Lux et veritas, my ass: numquam intermissum a stulto.

4. The count goes to zero when you pass a graveyard! This was before DVDs.

5. He says, pretending as always that he actually watched the show rather than the reading about it the next day.

6. Or was that Alex Trebek? Again pretending that I actually watch the shows.

7. Were I hiring. Which I’m not.

8. The emerging four professional-grade 16-member athletic conferences plus Notre Dame.

9. And, if anything more so, “The Greatest Generation.”

10. If you are not familiar with the AAU, these are the big dogs of the research university world, so if something changes here, it is a major deal. Almost everything on this list will probably happen at, or be done to, a non-AAU institution before it occurs in the AAU. So using the AAU as the reference group is setting the bar high.

11. And even all that will be for naught should accident of ancestry mean that admission would cause your elite target institutions to exceed their long-suspected quotas for Asians and Asian-Americans.

12. And Charles Dodgson, let us remember, taught at an elite academic institution: some things, one suspects, never change.

13. There are various ways one can force students to be physically present, though that merely provides them uninterrupted time for updating their Facebook—nowadays, Instagram—pages.

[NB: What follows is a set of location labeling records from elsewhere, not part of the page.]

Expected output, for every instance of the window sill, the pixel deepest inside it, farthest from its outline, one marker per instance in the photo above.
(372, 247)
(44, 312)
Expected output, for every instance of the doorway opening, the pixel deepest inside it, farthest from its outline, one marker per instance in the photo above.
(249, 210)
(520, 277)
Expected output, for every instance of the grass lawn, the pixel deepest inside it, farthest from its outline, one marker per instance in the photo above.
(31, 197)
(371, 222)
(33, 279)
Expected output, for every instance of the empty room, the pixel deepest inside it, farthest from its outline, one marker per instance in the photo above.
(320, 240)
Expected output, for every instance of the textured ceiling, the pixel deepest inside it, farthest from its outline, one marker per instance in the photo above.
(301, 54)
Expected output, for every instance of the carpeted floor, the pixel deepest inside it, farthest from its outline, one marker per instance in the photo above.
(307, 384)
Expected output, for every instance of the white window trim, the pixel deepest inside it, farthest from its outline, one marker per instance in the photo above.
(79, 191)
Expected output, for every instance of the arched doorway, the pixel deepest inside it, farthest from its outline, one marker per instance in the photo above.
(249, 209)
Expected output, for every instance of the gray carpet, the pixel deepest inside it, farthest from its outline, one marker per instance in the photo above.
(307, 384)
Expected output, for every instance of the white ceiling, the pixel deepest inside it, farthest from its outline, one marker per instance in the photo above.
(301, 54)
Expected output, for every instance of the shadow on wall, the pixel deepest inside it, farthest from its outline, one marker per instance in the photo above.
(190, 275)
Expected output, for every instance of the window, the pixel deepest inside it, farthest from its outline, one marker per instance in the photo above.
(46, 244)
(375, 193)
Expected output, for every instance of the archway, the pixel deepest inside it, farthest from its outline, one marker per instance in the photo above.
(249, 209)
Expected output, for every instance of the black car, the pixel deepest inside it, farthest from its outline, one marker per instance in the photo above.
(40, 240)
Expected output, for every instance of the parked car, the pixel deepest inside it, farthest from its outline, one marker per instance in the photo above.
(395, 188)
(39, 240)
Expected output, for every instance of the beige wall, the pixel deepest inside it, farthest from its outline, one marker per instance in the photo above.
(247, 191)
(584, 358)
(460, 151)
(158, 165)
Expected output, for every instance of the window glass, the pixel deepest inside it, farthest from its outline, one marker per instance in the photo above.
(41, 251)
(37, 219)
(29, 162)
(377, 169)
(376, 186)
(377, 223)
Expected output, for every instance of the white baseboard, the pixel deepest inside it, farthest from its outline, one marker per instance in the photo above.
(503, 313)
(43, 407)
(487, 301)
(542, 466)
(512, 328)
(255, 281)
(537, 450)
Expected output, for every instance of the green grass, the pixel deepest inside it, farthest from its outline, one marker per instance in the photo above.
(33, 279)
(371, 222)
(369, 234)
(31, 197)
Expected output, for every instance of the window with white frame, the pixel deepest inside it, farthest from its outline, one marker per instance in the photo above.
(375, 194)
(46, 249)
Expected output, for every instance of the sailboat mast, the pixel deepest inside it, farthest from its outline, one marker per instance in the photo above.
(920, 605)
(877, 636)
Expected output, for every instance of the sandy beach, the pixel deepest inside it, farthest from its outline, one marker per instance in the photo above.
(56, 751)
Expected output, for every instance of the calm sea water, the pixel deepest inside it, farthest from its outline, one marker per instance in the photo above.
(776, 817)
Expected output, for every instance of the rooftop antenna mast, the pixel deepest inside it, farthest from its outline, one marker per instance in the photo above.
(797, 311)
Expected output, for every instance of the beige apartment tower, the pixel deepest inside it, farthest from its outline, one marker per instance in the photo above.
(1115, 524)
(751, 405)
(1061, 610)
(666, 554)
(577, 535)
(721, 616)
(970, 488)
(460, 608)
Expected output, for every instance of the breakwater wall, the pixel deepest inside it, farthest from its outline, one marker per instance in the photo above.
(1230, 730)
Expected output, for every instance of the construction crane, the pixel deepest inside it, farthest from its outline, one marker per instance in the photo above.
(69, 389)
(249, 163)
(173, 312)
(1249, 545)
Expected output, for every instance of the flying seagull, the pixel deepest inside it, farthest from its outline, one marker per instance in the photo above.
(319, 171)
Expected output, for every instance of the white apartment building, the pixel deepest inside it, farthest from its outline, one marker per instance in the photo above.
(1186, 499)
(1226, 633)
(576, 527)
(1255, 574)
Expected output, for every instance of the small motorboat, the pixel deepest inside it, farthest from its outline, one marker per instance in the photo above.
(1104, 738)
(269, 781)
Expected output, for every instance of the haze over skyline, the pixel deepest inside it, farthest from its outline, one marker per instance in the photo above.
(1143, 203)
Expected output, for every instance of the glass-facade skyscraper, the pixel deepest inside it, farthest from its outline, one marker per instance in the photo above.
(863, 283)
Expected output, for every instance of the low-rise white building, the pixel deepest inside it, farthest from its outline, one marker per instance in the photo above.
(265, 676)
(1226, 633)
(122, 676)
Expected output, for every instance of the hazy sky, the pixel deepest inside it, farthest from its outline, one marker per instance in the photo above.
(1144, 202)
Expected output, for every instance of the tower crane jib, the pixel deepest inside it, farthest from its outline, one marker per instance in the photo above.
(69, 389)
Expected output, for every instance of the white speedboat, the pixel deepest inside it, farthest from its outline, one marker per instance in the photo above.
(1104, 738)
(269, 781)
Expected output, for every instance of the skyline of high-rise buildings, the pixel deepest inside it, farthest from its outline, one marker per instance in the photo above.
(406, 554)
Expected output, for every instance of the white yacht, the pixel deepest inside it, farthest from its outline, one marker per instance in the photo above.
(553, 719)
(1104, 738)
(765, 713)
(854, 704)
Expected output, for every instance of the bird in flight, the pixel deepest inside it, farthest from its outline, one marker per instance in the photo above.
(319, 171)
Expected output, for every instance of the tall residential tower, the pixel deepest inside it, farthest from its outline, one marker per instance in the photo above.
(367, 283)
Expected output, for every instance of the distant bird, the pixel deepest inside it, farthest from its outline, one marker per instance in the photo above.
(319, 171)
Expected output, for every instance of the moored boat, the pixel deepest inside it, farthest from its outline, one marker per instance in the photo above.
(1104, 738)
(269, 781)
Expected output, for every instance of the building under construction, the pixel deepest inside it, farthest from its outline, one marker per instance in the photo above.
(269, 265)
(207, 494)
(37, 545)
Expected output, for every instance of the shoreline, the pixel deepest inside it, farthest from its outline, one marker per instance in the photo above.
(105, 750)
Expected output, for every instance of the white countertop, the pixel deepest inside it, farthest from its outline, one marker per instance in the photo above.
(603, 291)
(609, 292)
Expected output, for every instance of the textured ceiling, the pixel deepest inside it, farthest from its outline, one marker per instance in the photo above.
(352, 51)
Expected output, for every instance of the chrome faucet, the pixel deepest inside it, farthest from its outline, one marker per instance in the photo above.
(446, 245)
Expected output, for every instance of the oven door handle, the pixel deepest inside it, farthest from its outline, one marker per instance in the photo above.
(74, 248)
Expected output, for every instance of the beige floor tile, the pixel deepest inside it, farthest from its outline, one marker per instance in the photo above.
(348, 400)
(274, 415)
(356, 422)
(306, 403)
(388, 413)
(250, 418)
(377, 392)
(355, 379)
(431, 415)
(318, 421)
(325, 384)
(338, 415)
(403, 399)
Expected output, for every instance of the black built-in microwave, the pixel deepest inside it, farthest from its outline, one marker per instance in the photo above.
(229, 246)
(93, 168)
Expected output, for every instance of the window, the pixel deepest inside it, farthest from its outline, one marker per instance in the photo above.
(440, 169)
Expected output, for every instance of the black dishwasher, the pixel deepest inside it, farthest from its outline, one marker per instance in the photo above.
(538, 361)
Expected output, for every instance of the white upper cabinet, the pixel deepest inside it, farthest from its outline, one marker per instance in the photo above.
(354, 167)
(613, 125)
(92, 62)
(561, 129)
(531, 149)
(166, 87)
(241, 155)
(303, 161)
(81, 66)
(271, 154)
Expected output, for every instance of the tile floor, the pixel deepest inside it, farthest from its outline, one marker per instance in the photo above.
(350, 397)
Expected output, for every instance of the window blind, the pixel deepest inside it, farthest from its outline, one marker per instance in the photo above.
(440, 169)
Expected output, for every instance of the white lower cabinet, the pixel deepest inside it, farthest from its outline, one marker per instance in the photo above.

14. At present it is hard to say what this number will be in the long run, as we probably need another ten years of experience to determine the optimal mix of professional, peer, and machine interaction in a MOOC, and that mix will also, of course, vary by topic. At least two secondary financial effects also need to be sorted out: how much of the professional instruction will be institution-based rather than decentralized (which will affect pay rates), and how much can be saved by the elimination of “graduate programs” that currently exist almost solely to provide ill-paid instructional cannon fodder for the generally farcical “discussion sections” of the introductory courses.

15. Theil, I would imagine, sees the rise of start-ups following the entirely new models—how higher education would look were it being invented today rather than 11501810 or 1950—as the solution, and some of this is happening, perhaps most dramatically (and certainly coherently) in the Minerva Schools. There are, however, at least two serious impediments to this

  • It’s a bad neighborhood: The existing for-profit universities have had a very nasty tendency to be little more than quasi-criminal enterprises whose business model rests on extracting funds from the public purse under the protection of for-profit members of Congress while saddling their clients with unconscionable and crippling levels of debt. Which is to say, acting like financial institutions.
  • The instant that any of the big dogs with established reputations, several dating back centuries, jump into this game—the costs of entry are quite low, and these institutions will become involved only when they are certain their models will scale—any institutions without such reputations will be at a very serious disadvantage, and could be wiped out almost overnight. Not an enterprise for the faint of heart. Or, possibly, the strong of brain.

16. My favorite result being a study of high schools that found the students with the greatest self-esteem were consistently the drug dealers.